The Breakfast Club is working with both Deliveroo and Just Eat, which have both worked hard to normalise couriers charging around with lattes and breakfast baps. A limited version of the menu is offered, with the most popular items including pancake-based dishes and full English breakfasts.
Every site functions as a delivery kitchen and the group also launched its first delivery-only kitchen, in Chiswick, last year, although this is currently out of action due to a lack of staff.
“Our kitchens weren’t designed to do takeaway and delivery and inevitably the peak periods for breakfast delivery are the same as our peak periods eat-in, so we only offer a handful of dishes,” says Arana-Morton. “But they are the same core dishes that make up 80% of our restaurant sales so we’re still covering most bases.”
The busiest time for delivery is between 10am and 12pm but the business says it gets a surprising number of sales in the afternoon as well.
Back on the expansion trail
Even with the addition of delivery, The Breakfast Club’s most recent set of yearly results makes for sobering reading. Turnover halved during the year ending 31 March 2021 resulting in a pre-tax loss of £1.4m.

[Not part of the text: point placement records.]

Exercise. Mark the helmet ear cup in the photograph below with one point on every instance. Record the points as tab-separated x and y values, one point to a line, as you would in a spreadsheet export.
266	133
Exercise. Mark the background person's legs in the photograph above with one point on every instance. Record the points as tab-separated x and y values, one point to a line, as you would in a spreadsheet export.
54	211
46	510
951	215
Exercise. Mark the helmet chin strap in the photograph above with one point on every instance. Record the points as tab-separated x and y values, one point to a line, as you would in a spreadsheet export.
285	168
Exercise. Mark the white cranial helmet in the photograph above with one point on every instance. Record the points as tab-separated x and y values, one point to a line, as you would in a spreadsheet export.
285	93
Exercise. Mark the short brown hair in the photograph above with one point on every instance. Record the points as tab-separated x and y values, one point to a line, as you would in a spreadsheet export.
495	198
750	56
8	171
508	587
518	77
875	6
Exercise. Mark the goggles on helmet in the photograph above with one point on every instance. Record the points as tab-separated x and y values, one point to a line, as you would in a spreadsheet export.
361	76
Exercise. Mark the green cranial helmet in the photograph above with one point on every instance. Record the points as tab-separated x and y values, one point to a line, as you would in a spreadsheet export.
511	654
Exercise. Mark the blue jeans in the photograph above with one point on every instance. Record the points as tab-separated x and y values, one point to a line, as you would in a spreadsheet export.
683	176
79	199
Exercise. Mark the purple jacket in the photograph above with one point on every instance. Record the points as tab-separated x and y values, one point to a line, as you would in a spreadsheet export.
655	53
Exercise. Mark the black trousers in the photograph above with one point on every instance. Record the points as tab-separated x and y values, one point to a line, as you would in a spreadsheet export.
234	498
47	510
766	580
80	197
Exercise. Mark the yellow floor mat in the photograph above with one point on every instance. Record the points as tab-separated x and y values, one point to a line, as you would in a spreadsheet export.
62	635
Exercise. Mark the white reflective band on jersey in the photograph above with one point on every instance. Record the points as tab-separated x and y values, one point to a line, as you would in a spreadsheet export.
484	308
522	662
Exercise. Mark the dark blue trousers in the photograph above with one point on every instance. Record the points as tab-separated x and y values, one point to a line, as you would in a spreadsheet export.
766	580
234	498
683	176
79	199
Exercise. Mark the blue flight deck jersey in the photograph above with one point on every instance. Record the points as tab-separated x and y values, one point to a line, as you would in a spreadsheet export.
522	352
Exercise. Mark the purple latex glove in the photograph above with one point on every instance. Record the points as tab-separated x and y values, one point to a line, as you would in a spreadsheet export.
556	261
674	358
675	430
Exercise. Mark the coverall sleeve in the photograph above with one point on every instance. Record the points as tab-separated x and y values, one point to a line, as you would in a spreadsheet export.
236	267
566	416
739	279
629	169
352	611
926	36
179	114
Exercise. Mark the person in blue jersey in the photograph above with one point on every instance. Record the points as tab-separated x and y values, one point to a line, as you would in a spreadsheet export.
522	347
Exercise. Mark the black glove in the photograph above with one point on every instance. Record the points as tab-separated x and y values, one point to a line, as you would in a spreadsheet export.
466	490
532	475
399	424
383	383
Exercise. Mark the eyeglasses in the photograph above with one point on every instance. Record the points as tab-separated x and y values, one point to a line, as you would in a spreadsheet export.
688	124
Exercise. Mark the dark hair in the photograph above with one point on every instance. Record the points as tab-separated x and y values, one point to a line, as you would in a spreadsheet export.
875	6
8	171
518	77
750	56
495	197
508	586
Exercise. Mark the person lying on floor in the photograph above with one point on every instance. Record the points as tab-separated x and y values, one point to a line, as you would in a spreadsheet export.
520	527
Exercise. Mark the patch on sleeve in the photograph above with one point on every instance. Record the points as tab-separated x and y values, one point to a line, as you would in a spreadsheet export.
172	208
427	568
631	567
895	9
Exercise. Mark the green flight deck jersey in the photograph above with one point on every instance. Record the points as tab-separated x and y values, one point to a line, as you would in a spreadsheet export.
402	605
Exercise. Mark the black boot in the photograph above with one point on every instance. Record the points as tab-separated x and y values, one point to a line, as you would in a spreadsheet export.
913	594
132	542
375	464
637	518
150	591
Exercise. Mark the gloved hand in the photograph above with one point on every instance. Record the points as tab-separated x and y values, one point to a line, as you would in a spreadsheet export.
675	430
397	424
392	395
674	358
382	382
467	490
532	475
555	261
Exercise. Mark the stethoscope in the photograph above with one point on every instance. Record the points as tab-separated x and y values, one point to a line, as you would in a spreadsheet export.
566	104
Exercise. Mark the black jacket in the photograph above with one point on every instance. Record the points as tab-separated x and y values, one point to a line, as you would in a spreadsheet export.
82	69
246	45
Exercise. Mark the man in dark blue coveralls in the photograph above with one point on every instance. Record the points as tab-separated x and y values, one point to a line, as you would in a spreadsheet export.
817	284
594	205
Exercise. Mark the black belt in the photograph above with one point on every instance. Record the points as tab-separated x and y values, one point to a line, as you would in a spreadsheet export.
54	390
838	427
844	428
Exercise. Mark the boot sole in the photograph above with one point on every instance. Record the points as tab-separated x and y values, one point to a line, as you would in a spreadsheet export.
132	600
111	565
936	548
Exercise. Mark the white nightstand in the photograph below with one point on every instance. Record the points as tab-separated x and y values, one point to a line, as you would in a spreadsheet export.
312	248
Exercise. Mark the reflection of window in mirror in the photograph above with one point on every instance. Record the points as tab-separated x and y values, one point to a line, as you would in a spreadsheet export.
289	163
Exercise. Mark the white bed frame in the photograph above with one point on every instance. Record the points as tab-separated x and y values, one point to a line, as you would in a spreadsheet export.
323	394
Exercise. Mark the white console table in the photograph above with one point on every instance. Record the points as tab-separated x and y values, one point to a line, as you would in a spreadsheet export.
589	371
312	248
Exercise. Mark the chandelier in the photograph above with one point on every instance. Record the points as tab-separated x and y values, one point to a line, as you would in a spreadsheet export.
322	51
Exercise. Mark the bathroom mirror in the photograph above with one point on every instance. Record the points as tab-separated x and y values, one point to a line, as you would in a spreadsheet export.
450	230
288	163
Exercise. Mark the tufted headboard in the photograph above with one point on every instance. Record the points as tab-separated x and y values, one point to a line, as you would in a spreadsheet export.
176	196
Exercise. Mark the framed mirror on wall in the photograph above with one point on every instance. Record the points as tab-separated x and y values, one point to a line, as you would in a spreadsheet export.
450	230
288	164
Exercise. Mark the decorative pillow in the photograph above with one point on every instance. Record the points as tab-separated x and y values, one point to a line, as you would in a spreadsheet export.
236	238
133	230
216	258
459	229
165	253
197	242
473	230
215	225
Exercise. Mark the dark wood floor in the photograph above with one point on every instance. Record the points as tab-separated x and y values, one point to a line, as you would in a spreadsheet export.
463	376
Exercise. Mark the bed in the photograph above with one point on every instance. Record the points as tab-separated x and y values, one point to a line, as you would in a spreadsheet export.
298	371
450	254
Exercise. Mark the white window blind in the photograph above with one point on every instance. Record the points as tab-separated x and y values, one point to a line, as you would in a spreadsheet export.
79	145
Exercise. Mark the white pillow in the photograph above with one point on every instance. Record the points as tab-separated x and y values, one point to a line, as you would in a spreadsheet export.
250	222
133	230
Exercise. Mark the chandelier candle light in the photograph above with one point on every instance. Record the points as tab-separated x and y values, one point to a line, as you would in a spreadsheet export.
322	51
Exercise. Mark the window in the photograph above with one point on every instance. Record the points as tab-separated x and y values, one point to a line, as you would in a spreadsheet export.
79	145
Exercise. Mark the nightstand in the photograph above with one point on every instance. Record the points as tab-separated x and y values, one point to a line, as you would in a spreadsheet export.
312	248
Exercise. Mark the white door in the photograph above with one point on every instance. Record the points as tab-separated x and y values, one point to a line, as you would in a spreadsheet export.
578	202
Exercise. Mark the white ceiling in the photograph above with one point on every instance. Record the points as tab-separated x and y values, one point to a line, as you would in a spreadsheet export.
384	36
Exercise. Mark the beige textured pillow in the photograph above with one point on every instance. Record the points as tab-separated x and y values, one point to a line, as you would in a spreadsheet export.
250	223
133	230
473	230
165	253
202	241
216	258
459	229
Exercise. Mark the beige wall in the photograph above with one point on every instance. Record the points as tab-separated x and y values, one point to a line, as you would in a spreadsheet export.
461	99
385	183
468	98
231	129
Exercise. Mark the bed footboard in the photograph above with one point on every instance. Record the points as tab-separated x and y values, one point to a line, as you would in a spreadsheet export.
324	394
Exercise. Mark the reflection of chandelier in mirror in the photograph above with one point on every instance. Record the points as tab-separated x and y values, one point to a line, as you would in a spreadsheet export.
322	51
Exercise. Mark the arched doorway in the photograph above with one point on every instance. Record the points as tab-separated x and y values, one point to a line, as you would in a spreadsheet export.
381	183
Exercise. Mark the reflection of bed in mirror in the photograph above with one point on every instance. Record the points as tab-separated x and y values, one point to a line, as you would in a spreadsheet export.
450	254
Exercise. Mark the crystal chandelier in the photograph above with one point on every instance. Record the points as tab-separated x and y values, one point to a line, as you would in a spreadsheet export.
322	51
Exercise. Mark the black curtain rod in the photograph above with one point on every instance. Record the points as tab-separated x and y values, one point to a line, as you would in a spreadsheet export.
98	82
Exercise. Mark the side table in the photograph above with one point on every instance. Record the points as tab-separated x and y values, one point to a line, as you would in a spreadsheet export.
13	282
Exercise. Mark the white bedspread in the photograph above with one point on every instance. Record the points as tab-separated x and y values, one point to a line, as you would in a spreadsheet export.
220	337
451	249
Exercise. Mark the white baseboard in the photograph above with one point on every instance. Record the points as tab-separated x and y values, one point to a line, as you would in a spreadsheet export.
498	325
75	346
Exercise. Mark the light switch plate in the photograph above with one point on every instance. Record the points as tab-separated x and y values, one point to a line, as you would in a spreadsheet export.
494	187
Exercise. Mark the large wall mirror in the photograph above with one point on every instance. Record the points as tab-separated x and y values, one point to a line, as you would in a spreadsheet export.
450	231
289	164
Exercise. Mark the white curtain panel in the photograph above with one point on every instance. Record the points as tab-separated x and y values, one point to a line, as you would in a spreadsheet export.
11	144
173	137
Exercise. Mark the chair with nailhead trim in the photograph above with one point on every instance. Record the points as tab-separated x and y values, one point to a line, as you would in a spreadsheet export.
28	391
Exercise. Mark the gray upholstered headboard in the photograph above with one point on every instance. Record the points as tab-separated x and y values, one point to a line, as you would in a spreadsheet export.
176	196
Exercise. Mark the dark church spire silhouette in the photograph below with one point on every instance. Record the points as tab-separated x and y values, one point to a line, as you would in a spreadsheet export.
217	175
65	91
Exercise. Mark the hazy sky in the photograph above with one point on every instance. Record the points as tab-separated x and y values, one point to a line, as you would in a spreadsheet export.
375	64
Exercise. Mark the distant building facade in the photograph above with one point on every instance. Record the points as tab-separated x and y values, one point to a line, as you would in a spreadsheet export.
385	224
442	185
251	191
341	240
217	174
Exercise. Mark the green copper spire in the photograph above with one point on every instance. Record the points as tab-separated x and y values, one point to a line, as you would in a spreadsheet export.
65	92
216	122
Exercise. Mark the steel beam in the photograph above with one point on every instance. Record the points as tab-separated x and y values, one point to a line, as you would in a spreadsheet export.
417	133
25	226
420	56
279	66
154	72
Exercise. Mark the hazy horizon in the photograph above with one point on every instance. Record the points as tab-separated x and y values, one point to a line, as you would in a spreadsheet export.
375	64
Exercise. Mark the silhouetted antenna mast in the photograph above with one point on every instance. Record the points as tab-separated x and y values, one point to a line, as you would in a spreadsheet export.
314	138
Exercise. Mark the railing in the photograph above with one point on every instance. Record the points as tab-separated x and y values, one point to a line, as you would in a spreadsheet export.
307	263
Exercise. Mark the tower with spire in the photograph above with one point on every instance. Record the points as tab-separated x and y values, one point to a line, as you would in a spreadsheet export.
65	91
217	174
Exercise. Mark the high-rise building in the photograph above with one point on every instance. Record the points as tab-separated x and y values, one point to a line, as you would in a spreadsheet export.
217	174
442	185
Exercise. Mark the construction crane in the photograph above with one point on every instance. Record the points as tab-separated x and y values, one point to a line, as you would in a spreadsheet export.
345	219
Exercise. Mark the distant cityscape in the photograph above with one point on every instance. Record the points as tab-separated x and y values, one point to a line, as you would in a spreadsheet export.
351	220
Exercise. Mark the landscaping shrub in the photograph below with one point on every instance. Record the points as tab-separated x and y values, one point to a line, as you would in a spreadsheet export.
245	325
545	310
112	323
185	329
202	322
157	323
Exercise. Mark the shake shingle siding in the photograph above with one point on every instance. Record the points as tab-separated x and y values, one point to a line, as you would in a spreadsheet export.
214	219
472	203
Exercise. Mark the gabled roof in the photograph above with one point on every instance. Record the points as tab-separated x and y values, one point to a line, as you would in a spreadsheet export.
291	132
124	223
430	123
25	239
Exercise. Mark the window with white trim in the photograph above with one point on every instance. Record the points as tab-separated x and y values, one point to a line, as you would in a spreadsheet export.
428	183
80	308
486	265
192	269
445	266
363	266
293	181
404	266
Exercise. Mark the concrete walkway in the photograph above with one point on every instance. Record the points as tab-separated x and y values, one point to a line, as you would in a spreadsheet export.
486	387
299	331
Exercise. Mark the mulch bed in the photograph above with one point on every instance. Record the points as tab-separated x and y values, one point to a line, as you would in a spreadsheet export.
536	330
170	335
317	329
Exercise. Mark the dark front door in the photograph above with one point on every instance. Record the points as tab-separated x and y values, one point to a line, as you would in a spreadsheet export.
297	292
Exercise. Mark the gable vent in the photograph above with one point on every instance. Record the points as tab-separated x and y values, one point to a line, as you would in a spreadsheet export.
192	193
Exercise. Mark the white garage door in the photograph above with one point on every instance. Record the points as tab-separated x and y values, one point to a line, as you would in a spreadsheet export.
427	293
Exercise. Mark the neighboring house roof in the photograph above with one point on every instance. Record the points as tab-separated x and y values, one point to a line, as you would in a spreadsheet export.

“To make it through the pandemic is the first step,” says an upbeat Arana-Morton. “We’re still here and we have money in the bank. The pandemic has shown that we’re only ever four to six weeks away from a total crisis. We had to borrow a lot of money to be here. But I am confident about this year.”
Despite these challenges, The Breakfast Club is entering what it calls an ‘accelerated growth’ phase. Towards the end of last year, the group opened its first ever ‘high street’ site in the Essex town of Chelmsford. It’s the first The Breakfast Club site to open since 2017 with Arana-Morton putting the hiatus down to a combination of the casual dining crunch, over investment on a site in Canary Wharf and, more recently, the pandemic.
Arana-Morton admits that he would have never considered a former Café Rouge in Chelmsford as a possible location for The Breakfast Club but that Locke felt otherwise. “I had never been there and knew very little about it. I took some convincing, but Steve was – of course – absolutely right. Anyone who thinks the high street is dead needs to go to Chelmsford.”
Locke and Arana-Morton are now hoping to launch around four sites a year. Further regional sites within striking distance of London will likely come first with Cambridge and Bristol mooted as areas the brand is currently looking at. After that The Breakfast Club will turn its attention northward.
“We work well in red brick university towns and also locations where there are a lot of tourists. In normal times I’d say about 90% of the people that come and visit us at our original Soho site aren’t from the UK. We tick that traditional English breakfast box.”
But the core plan is towns and cities, with The Breakfast Club planning to create small clusters as it grows. While there are some good deals to had, both Locke and Arana-Morton believe that there hasn’t been that much of a drop when it comes to the really prime sites.
“There are a fair few businesses that have come out of the pandemic in a really good position. And if a site really is great, it’s not just going to be us that wants it. Landlords are therefore holding their ground, why wouldn’t they?
“Luckily, we’re quite flexible, our original Soho site is only 900sq ft. But the sweet spot is about 3,000sq ft.”
Airports and other travel hubs are also likely to form part of The Breakfast Club’s growth strategy. “People like getting breakfast at airports and a lot of people like a drink with it too, so it’s a good fit for us,” he adds.
It would be a fitting manoeuvre for the company – one to which Arana-Morton inadvertently alluded in his 2020 LinkedIn post. “I need someone to help me fly this plane through 2021 and land it at ‘30 Caf Airport’” he wrote. With its co-pilot now installed and pandemic almost behind it, the business will no doubt be hoping for a strong tailwind.